But not many people know Richard was from Northamptonshire. Phil Stone, member of The Richard III Society, said: "Richard was born in Fotheringhay Castle and it is said he was baptised in the church.

"The church is just a few hundred yards from the castle, but Richard was born in October when it is cold and wet, so I imagine he was probably baptised in the castle chapel.

"We don't know how much of his early life was spent there, at the age of seven he was certainly out at Ludlow with his mother. At the time, Cecily (his mother), George (his brother) and Richard were taken prisoner by the Lancasters.

"But he almost certainly spent five or six years at Fotheringhay."

It is thought Richard III was baptised at Fotheringhay Church

Fotheringhay was one of three castles that belonged to the House of York. Richard III was the youngest surviving son of Richard, Duke of York, who felt he had a claim to the throne as the House was a branch of the English Royal House of Plantagenet.

The York's claim to the throne sparked the War of the Roses, a series of civil wars between the House of York and the House of Lancaster.

In 1460, when Richard III would have been just eight-years-old, Richard, Duke of York, was killed in one of these wars. He died in the Battle of Wakefield along with his son Edmund and Richard's last recorded visit to Fotheringhay was after this battle.

Mr Stone said: "He was at Fotheringhay in 1476 because he led the cortege that brought the remains of his father and brother from Wakefield."

Fotheringhay Castle is in ruins now. This mound is where it once stood.

His older brother Edward, who was Richard, Duke of York's heir and the new claimant to the throne, wanted their remains to be buried in the family's mausoleum at Fotheringhay.

Mr Stone said: "We know Richard III was there, certainly.
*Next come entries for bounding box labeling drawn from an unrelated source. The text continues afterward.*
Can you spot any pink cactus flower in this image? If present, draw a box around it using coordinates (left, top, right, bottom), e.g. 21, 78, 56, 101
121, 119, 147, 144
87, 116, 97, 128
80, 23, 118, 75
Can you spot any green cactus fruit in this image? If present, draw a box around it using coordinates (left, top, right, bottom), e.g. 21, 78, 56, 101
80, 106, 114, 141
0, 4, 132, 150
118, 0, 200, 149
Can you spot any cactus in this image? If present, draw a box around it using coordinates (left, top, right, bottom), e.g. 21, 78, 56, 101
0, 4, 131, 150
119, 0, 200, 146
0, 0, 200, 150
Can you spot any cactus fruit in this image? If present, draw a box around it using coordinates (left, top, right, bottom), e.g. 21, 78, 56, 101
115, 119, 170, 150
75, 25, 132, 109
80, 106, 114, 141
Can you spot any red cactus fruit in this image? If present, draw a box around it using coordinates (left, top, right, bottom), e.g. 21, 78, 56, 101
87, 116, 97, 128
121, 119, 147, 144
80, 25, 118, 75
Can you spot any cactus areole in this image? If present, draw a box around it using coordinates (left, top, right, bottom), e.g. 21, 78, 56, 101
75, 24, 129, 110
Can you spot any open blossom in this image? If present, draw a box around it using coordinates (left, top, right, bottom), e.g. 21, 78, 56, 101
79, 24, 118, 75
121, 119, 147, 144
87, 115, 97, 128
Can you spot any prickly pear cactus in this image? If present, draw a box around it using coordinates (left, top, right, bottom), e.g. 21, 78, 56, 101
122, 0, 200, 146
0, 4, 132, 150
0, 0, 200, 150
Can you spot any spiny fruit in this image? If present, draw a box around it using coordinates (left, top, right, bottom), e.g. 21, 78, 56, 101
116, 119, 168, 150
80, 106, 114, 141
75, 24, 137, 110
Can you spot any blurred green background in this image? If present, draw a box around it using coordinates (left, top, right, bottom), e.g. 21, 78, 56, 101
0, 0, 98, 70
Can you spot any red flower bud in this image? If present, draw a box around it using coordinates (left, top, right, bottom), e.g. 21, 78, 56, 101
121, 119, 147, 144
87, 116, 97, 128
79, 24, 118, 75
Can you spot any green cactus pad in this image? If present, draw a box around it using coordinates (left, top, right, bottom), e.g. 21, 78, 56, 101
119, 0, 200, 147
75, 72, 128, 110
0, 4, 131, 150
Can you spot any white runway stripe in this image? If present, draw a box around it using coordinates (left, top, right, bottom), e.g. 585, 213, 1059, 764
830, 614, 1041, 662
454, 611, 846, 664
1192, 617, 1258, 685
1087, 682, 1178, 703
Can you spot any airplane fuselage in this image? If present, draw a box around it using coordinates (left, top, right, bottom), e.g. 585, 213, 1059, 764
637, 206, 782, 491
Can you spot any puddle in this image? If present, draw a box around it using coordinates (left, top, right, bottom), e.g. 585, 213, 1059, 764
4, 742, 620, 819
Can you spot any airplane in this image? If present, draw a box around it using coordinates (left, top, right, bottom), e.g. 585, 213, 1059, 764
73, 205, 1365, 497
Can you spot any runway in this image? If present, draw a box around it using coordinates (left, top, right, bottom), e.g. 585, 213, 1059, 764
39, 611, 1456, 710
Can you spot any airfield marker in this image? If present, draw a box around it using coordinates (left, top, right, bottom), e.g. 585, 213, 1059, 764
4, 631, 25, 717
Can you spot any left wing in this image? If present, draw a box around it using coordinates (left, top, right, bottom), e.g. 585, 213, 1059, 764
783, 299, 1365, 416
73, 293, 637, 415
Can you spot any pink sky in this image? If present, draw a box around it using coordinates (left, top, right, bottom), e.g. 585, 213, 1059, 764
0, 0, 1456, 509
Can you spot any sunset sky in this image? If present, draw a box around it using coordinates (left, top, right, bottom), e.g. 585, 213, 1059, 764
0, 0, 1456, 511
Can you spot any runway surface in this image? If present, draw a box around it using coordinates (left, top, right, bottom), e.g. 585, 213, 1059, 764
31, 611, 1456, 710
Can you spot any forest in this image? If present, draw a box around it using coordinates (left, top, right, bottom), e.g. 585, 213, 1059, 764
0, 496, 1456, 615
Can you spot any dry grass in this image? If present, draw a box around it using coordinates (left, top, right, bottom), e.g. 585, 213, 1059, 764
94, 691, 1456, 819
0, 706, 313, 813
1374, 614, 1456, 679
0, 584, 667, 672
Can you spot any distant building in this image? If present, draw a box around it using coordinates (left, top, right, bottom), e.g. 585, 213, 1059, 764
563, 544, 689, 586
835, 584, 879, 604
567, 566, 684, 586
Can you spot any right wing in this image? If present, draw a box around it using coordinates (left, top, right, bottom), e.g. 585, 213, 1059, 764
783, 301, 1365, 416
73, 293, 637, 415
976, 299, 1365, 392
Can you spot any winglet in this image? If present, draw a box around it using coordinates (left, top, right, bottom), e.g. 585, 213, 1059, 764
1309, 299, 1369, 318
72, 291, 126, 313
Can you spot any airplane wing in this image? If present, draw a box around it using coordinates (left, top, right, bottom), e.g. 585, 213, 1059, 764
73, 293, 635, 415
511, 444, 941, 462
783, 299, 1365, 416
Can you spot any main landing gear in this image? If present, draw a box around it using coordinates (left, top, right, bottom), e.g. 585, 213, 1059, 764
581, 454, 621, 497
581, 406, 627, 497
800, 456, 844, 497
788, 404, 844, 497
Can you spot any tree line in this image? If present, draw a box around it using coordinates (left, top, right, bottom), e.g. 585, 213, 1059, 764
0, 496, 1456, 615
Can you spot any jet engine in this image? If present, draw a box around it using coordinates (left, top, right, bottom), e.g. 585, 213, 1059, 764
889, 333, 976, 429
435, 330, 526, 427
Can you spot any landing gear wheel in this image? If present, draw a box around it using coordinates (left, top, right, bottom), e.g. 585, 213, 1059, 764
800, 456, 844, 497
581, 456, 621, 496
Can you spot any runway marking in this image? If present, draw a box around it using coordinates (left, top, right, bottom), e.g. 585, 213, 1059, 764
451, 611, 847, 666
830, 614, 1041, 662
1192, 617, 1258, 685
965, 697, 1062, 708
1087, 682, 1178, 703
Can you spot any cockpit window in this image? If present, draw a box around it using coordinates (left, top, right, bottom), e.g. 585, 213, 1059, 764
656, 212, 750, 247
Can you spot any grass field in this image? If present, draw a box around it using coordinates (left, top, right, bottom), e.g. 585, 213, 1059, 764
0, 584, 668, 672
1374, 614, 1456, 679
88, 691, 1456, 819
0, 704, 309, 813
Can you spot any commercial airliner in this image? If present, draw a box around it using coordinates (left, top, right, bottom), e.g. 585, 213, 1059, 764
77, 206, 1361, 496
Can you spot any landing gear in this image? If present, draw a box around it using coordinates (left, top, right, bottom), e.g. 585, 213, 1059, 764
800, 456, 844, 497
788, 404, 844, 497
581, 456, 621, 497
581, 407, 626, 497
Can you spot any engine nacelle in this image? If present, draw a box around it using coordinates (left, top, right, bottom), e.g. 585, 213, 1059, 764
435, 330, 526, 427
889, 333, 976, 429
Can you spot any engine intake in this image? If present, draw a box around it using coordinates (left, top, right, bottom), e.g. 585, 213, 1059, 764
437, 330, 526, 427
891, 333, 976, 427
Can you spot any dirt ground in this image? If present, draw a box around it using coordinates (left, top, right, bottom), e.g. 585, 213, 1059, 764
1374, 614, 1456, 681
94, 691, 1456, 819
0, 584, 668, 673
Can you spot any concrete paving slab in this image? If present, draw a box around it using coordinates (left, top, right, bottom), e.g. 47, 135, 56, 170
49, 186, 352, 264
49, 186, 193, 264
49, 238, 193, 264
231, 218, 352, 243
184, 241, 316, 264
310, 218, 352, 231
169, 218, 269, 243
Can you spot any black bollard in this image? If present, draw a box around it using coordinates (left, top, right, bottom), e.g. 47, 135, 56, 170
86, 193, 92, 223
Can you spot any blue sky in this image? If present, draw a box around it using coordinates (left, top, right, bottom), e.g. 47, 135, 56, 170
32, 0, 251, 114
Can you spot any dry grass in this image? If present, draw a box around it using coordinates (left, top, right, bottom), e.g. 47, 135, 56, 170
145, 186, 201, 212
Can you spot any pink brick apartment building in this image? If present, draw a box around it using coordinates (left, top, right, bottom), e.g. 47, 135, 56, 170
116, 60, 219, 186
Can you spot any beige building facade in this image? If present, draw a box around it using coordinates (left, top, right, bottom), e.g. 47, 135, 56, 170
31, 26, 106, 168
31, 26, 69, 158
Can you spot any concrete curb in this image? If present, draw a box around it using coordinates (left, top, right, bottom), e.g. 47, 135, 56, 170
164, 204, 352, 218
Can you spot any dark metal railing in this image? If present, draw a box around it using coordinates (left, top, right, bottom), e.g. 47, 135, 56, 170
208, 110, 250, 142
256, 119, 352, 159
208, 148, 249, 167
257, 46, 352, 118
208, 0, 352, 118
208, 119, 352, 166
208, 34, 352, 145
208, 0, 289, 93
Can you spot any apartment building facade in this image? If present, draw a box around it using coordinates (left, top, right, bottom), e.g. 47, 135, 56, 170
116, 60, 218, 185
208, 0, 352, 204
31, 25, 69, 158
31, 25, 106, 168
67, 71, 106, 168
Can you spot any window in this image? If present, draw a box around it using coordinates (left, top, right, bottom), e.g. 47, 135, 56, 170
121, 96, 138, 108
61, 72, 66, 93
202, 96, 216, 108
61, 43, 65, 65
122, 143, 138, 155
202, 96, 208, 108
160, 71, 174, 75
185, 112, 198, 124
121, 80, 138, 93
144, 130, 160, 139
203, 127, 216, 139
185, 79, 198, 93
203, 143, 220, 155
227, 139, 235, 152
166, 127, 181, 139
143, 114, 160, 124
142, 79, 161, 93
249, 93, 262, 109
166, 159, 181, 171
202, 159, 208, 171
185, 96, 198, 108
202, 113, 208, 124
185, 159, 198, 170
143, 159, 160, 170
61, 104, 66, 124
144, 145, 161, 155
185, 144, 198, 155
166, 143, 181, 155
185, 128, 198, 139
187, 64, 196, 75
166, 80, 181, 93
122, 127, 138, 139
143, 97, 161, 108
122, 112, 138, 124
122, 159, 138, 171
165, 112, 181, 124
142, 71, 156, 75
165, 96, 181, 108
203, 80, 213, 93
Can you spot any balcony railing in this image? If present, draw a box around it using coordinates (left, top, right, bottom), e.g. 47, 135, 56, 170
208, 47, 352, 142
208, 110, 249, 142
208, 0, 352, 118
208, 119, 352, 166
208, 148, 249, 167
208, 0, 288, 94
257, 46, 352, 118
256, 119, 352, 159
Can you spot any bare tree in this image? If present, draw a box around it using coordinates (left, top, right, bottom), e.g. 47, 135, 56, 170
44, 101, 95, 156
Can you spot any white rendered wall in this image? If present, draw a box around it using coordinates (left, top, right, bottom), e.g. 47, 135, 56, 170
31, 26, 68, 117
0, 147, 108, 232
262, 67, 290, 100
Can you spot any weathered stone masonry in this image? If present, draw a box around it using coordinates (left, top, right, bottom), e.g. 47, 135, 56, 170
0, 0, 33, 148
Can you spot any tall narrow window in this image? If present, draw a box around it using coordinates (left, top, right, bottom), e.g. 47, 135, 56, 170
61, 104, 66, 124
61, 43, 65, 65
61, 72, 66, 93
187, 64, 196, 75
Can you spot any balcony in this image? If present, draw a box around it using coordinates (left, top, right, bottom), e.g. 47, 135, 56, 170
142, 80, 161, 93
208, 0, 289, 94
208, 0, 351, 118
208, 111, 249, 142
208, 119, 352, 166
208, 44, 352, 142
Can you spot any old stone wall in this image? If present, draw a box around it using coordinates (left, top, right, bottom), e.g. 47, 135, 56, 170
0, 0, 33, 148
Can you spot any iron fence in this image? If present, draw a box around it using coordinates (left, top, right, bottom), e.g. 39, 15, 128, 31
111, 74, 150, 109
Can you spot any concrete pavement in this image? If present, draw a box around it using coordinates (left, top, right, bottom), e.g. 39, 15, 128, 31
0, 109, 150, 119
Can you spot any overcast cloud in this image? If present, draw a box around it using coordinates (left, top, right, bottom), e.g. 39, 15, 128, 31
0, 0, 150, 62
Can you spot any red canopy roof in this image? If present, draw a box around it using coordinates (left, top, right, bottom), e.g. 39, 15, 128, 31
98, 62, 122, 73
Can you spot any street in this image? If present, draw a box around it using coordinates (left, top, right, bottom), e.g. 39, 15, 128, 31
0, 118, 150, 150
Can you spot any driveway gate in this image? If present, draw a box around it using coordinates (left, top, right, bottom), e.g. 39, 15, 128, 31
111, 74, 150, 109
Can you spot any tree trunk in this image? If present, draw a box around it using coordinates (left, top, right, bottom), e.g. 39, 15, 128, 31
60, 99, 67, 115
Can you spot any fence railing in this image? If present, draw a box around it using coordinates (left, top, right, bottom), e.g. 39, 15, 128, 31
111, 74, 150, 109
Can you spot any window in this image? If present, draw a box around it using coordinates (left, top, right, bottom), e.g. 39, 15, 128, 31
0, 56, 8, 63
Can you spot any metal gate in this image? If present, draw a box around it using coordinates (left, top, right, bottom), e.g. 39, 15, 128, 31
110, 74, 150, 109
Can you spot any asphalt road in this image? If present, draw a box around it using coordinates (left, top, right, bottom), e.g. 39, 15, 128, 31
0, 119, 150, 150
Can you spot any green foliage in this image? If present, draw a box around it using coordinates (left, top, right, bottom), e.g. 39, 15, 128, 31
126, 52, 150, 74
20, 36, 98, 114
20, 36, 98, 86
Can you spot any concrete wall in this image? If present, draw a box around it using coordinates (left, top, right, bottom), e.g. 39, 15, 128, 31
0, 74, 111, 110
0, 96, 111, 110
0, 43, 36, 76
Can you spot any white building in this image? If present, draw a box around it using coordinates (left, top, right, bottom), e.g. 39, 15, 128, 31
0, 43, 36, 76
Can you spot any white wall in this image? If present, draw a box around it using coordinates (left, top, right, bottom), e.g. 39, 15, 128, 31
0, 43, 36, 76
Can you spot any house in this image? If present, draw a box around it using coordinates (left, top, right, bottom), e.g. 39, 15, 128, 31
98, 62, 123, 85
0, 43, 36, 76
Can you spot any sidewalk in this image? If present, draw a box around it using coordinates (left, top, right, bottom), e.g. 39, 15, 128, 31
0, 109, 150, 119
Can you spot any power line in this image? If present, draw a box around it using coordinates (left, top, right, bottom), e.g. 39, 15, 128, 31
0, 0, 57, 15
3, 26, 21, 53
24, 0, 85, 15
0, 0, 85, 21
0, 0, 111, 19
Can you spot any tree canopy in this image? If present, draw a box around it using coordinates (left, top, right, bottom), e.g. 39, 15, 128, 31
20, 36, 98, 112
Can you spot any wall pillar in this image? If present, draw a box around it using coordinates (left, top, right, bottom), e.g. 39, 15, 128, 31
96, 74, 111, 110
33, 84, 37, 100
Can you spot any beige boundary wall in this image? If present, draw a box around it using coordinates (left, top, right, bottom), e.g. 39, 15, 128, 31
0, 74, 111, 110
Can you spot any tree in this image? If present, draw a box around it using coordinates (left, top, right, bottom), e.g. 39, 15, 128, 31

They had a great ceremony with all the trimmings.

"There was an enormous number of candles and a silver gilded angel over Richard of York's coffin bearing the crown saying Richard had been king by right.

"There's no significant evidence that he ever visited Fotheringhay as king. It's not impossible, he may well have popped in on occasion."

An artist's impression of what Fotheringhay Castle might have looked like.

Richard became king in 1483. His older brother Edward IV died and the crown passed to his 12-year-old son, Edward V, and Richard was named Lord Protector.

Edward V and his siblings were declared illegitimate in the summer because they were the children of Edward IV's second wife. Shortly after, Richard III was declared king and crowned on July 6.

Edward V and his brother, also called Richard, commonly referred to as the two princes, were last seen in the summer of 1483 at the Tower of London and Richard III has become infamous because a Shakespeare play suggested he had killed them.

The Richard III Society is dedicated to uncovering evidence to more fairly assess Richard III's legacy and Mr Stone said: "There's no great evidence that Richard killed the boys. We know they were no longer seen but that doesn't mean they were dead. Were they farmed off to some other family? Were they living under assumed names?

"For Richard to have killed them doesn't make sense. He had them declared bastards because of his brother's bigamous marriage and technically he was next in line to the throne, but that didn't stop uprisings in Edward V's name.

"If Richard had killed them, they should have been displayed to tell everybody there was no point in a rebellion. He could have lied and said they died of fever, but he never did that."

The Richard III Society funds research into the king and hopes to give Richard a fairer historical assessment after plays by Shakespeare turned him into a notorious evil king.